Shockwave wrote:The problem isn't that it looks like the show. The problem is that the show model looked like the original toy, but this version tried to model the show without understanding why the various parts of that model were the way they were. The chest piece is the perfect example of this. That was seen on the show model because it was an important piece of the original toy, vital to it's transformation and it's look in bot mode. But this new one has that piece there for no functional reason at all. It's like the faux car chest on Generations Bumblebee. There's really no reason for that to be there, but it is and the figure's functionality is nerfed because of it.
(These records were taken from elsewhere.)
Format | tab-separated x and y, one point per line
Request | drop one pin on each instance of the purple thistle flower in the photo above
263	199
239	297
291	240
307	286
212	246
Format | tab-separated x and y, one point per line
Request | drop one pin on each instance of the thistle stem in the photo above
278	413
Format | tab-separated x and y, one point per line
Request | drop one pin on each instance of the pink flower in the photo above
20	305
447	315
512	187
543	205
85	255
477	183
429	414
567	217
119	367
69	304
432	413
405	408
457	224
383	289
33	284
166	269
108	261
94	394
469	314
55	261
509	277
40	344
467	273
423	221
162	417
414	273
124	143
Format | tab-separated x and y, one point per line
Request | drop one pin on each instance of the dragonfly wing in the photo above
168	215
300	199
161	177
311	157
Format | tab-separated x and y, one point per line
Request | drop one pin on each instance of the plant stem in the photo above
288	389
The chest-panel isn't even technically fake kibble; the panel on the original toy was the panel for the mutant head gimmick, so while you didn't have to do anything with it for transformation, it was still there and looked and moved like it did to facilitate a particular function of the toy. So having a static version of that panel, which was only there on the show-model because it was there on the original toy, is just...weird. Like if they made new versions of Armada or Cybertron guys that had fake Powerlinx points or Cyber Key slots. Just very distracting and off-putting. Now the knees, *those* are legitimate fake-kibble. The insect-legs turned into the robot legs on the original toy, and the leg design of the show-model followed that, but the new toy doesn't have that transformation scheme at all, so he just has stand-alone robot legs that look like big folded-up insect legs for no reason. It's the exact same thing as Leader Jetfire's fake-cockpit chest, yet I see way more people complaining about Jetfire's chest than Waspinator's legs, for some reason.
Onslaught Six wrote:-Generations Rattrap. After being so disappointed in his wavemate Tankor, I was fully expecting to be disappointed in Rattrap as well, but it seems like all the money that should have gone into Tankor went into Rattrap instead. This feels more like a toy that would've been released circa 2010 than most of the things released in recent memory; really stands up to stuff like Generations Kup or Drift. Unfortunately, it also carries some of those same flaws--getting him into his altmode can be an exercise in frustration and panel massaging for 10 minutes, especially if you forget to do something in the right order; I feel like the arms and shoulders are a little too fiddly for what they're trying to do there. Aside from that, the only real complaint I have is that his elbows don't bend as much as I'd like, but it's not as severe as some toys, it's almost a full 90 degree bend, so it's not that bad. I LOVE his gun and especially his little forearm bombs from the show! One thing that I love and hate is how his head and body are designed to let him stand upright on his hind legs, like he used to do all the time in the show, but doing so just shows his belly kibble, defeating most of the purpose. It's not even like this is a side effect of transformation, there's a panel behind his beast head for his neck that serves literally no other purpose. I can't complain too much since it's not like there's, well, a single TF in existence whose disguise doesn't fall completely apart once you look at them from the bottom, but I question the logic in using budget for parts and engineering in something that won't really be used anyway--some of that probably could've gone towards Tankor.
I've warmed up to Rattrap quite a bit since I got him, I had initially written him off due to how...not-fun he felt. Once I had fiddled with him more and gotten used to his various workings (once you 'get' how the arms go in Beast Mode, the whole transformation just clicks and he becomes a lot nicer to play with) I became a lot more fond of him. I still hate his stupid facade robot legs, but the rest is great. It just generally feels less like a regular 'toy' or action figure, and more like a detailed attempt at making a real figure out of the show model that worked (as opposed Waspinator's slavish, no-innovation idolatry). It's definitely not a Masterpiece or anything, but...I hesitate to compare it to a third-party offering, but that's only comparison I can draw. Whoever made this *really* wanted a Rattrap that worked, and they actually cared about *how* it worked. The open-beast-chest thing is the only problem, and there's absolutely no way they could have gotten that to work without something like a detachable panel that had to become a shield or something dumb in robot mode.